Is Microsoft even madder and more autocratic than the EU?

So there I was, posting away merrily, when my sentence disappeared, Word disappeared and on came Windows to tell me it was reconfiguring stuff to download stuff, none of which I wanted.

“This could take several minutes,” it announced. It took twenty. Then my netbook wouldn’t start.  So I chose Repair startup. It told me that some f**king clown had loaded some software inappropriate for my netbook, and this had now damaged the startup settings. It said they would now atempt to repair their own torpedo hole.
“This could take over an hour,” another panel said. But instead, it took five minutes to say it couldn’t repair the problem and I should get in touch with my hardware manufacturer.

So that’s it. Until I get back to my laptop, the Slog will be dormant. But Microsoft, maker of universlly sh*t software, can pull this kind of stunt because it is beyond the reach of the law or the will of politicians to stop them. This post comes courtesy of a chum’s laptop; and so while I’m here analysing the nature of f**kwits, we might as well talk about the EU.

Manuelo Barroso, I’m told, is gaining power in Brussels. The reason? “He rarely makes mistakes and never says anything radical”. So there you have it: how to become Holy Brussels Emperor without really trying.

In Greece meanwhile, the property tax is about to be doubled, and the can of worms Coalition at the top is doing the Troika’s bidding without courage or fairness, this being the opposite of without fear or favour. But Evangelo Venizelos says the horizontal cutting is now over, and that the economic programme of 2012 will proceed as planned, “with the highest degree of social sensibility, and special payrolls [judges, state hospital doctors, military personnel and others] won’t be affected.” But in 2013, the Fat One promises, “there will be no horizontal cuts.”

I’m thrilled about this in a baffled sort of way, but confused about the social sensibility bollocks. The addition of the emergency property tax to electricity bills in 2011 and the inability of many people to pay either the Greek Public Power Company (DEH) bills or the emergency tax. Greek  citizen debt has skyrocketed to 1.1 billion euro in unpaid bills.

However, the management of DEH granted themselves a family allowance of 3,500 euro per month.
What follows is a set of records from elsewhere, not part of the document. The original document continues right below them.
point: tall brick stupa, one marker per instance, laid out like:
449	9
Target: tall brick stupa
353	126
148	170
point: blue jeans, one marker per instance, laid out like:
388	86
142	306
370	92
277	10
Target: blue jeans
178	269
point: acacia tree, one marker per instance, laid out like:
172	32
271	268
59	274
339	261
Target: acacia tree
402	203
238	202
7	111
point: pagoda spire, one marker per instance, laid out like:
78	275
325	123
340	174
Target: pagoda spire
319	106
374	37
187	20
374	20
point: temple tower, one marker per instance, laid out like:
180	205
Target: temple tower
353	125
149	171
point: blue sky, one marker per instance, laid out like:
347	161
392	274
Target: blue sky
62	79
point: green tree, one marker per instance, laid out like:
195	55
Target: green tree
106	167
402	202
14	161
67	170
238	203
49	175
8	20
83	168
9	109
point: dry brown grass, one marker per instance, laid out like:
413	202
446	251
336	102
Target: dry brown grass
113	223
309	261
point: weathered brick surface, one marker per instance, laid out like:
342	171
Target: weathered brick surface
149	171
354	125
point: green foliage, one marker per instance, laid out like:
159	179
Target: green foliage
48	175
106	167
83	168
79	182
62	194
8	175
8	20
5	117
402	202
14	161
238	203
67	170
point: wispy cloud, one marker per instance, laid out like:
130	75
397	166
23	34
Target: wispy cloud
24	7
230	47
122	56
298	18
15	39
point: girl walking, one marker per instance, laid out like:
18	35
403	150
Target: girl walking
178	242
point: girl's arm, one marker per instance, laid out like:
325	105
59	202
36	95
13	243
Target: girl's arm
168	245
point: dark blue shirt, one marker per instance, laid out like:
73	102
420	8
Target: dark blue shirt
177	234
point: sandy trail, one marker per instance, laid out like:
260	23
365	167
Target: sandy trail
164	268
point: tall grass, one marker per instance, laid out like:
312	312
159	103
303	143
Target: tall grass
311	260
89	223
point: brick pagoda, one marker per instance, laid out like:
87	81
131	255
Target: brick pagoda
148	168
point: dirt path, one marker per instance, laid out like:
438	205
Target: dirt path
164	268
That should allow their families to avoid penury while evading tax.

In Spain, full bailout is about to happen (if Berlin is still up for it) and Sicily looks as if it might up anchor and declare independence from Italy, possibly to form the People’s Congress of Cosa Nostras. The worse the ClubMed economic data gets, and the more surging export figures emerge from Merkelania, the more money flows to the safe North and makes a ClubMed collapse inevitable.
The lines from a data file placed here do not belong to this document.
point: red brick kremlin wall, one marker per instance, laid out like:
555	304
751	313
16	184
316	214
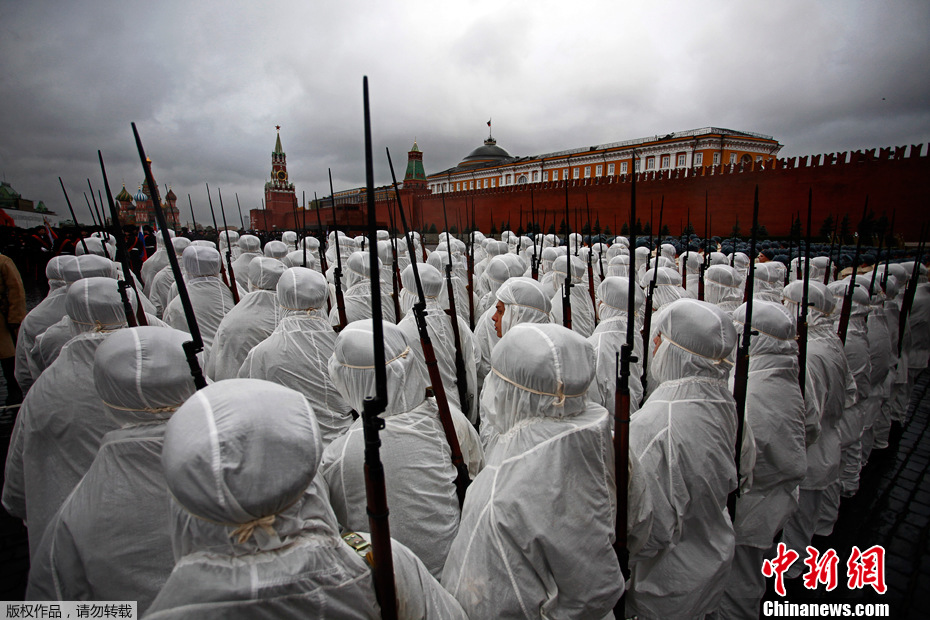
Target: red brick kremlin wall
893	178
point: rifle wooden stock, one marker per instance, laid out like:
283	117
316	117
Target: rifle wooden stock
847	298
647	316
470	265
621	446
195	345
337	272
324	266
567	287
741	374
461	378
910	291
234	286
73	218
805	301
429	355
135	317
216	229
375	489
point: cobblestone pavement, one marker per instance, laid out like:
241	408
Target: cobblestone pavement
892	509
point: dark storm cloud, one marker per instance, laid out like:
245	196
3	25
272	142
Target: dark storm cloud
208	81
Christine Lagarde’s reaction (under orders from the White House) is to stop lending at all to the eurozone. David Cameron’s is to demand some sock pulling and sleeve up-rolling. But Mario Draghi has come out fighting, saying that the euro is “irreversible”. If he means by this that it has no reverse gear, and thus cannot be stopped from ploughing into an ocean of smelly-doo-doo big jobbies, he is correct.

More on Olympic disorganisation later if I can get access.